Bati à porta e ouvi os meninos correndo, se movimentando, para saberem quem era. As crianças em abrigos amam visitas. Os adolescentes podem até gostar, mas nunca demonstram. Ficam sentados, com os seus celulares, em seus mundos particulares e é com muito jeito que a gente consegue trazer a maioria para a roda.

As crianças gritavam animadas, agoniadas para que o educador pudesse abrir o portão e revelar, de uma vez por todas, quem batia à porta. Quando nos viram, foi aquela festa. Burlaram a barreira de contenção feita por uma das educadoras, correram para cima de mim e da outra voluntária e abraçaram as nossas pernas. Lembro claramente desta imagem, já que em todas as ocasiões a gente abraçava um a um, mas nesse dia eu só levantei as duas mãos, afastando-as deles, como se o vírus da Covid estivesse grudado na ponta dos meus dedos.

A ordem para voltar para a janela foi dada e eles obedeceram, não prontamente, mas foram, aos resmungos alguns e outros pulando feito pipoca, querendo que os demais se aquietassem para que eu dissesse o que trazia para eles.
Esta foi uma visita sem demora. Entreguei as sacolas, mas antes fui tirando item a item, no que eles aplaudiam. Era uma cena de filme, a alegria deles por ver alguém conhecido, mas diferente dos educadores do dia a dia, e de receberem as guloseimas, que seriam devoradas assim que as “tias da cozinha” autorizassem.
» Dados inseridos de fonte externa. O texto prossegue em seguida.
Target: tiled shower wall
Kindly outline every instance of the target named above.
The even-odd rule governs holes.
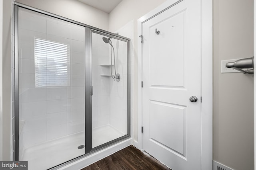
[[[92,128],[109,124],[110,67],[101,66],[110,64],[108,55],[109,44],[102,40],[102,35],[92,33]]]
[[[131,135],[133,135],[133,92],[134,89],[134,21],[130,21],[117,30],[119,35],[130,39],[130,111]],[[114,41],[113,45],[116,51],[116,64],[117,73],[121,75],[119,82],[114,81],[110,82],[110,123],[116,128],[124,133],[127,133],[127,59],[126,57],[127,48],[126,43],[120,41]],[[114,43],[114,42],[113,42]],[[118,106],[118,107],[117,107]]]
[[[93,128],[110,125],[127,134],[127,43],[111,39],[114,49],[116,73],[121,75],[120,81],[117,82],[109,76],[111,47],[104,42],[103,37],[92,33]]]
[[[20,10],[19,18],[19,145],[22,150],[23,147],[84,131],[84,28],[24,9]],[[69,46],[70,86],[36,87],[35,37]]]

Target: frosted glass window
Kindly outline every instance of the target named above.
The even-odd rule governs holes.
[[[36,87],[70,85],[69,45],[35,38]]]

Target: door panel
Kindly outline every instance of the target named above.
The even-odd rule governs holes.
[[[173,170],[200,168],[200,2],[143,23],[143,148]],[[157,29],[160,33],[155,33]]]

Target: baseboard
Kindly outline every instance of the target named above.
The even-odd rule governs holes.
[[[138,149],[138,142],[134,140],[133,140],[133,146],[134,146],[136,148]]]
[[[113,153],[132,145],[131,138],[121,141],[102,150],[88,155],[76,162],[60,168],[60,170],[80,170],[100,160]]]
[[[213,170],[234,170],[223,164],[213,161]]]

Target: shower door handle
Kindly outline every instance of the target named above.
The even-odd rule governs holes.
[[[90,90],[91,91],[91,96],[92,96],[93,95],[93,93],[92,92],[93,91],[93,88],[92,88],[92,86],[91,86],[91,88]]]

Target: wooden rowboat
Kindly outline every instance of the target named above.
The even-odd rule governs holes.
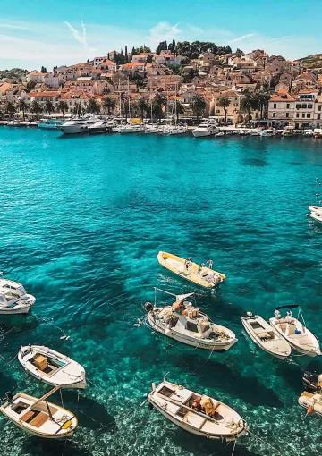
[[[71,436],[78,426],[71,411],[47,402],[47,398],[59,389],[56,386],[40,399],[24,393],[7,394],[7,401],[0,407],[2,412],[18,427],[37,437],[62,439]]]
[[[173,253],[160,251],[157,261],[161,266],[185,280],[189,280],[203,288],[216,288],[226,276],[207,266],[199,267],[193,261],[187,261]]]
[[[248,434],[247,424],[228,405],[165,380],[152,384],[148,401],[176,426],[197,435],[232,442]]]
Naquela janela imensa, em cima do sofá que ficava dentro da sala, seis a oito meninos disputavam um espaço para se tornarem visíveis.

A despedida nunca foi a melhor hora, pois eles sempre vêm para pedir para ficar mais, fazem fila para o abraço, se reúnem na porta para nos ver indo embora. Mas, desta vez, limitados ao quadrado da janela, sem poder sair dali, parece que a angústia da partida foi maior para alguns. Um dos meninos, o maiorzinho, que devia ter uns 10 anos, olhou para mim e disse: “Tio, você volta, né?”. Eu voltaria mais algumas vezes, até que esse abrigo fosse desativado e os meninos encaminhados para famílias acolhedoras, o que eu acredito que foi o melhor para eles.

Entrei no carro da minha amiga e choramos juntos. Ela, que tinha perdido a mãe recentemente, e eu, saído da casa da minha, só pensávamos como que um “bom dia”, “fica com Deus” e “eu te amo” de uma mãe são medicinais. Tirados do convívio dos seus familiares, por questões diversas, inclusive pela morte de quem amavam, eles estavam ali, brincando, sorrindo, abraçando, reagindo às dores como as crianças podem reagir, esperando que uma família apareça e entenda o que é a adoção, diferente da compra de um item em feira livre, que se vem com um amassado, pode-se voltar, trocar ou devolver. Adoção não é tentativa, joguinho de certo ou errado. É decisão, madura, que impacta a vida de todos, mas que requer mais sobriedade e conhecimento que romantismo e euforia.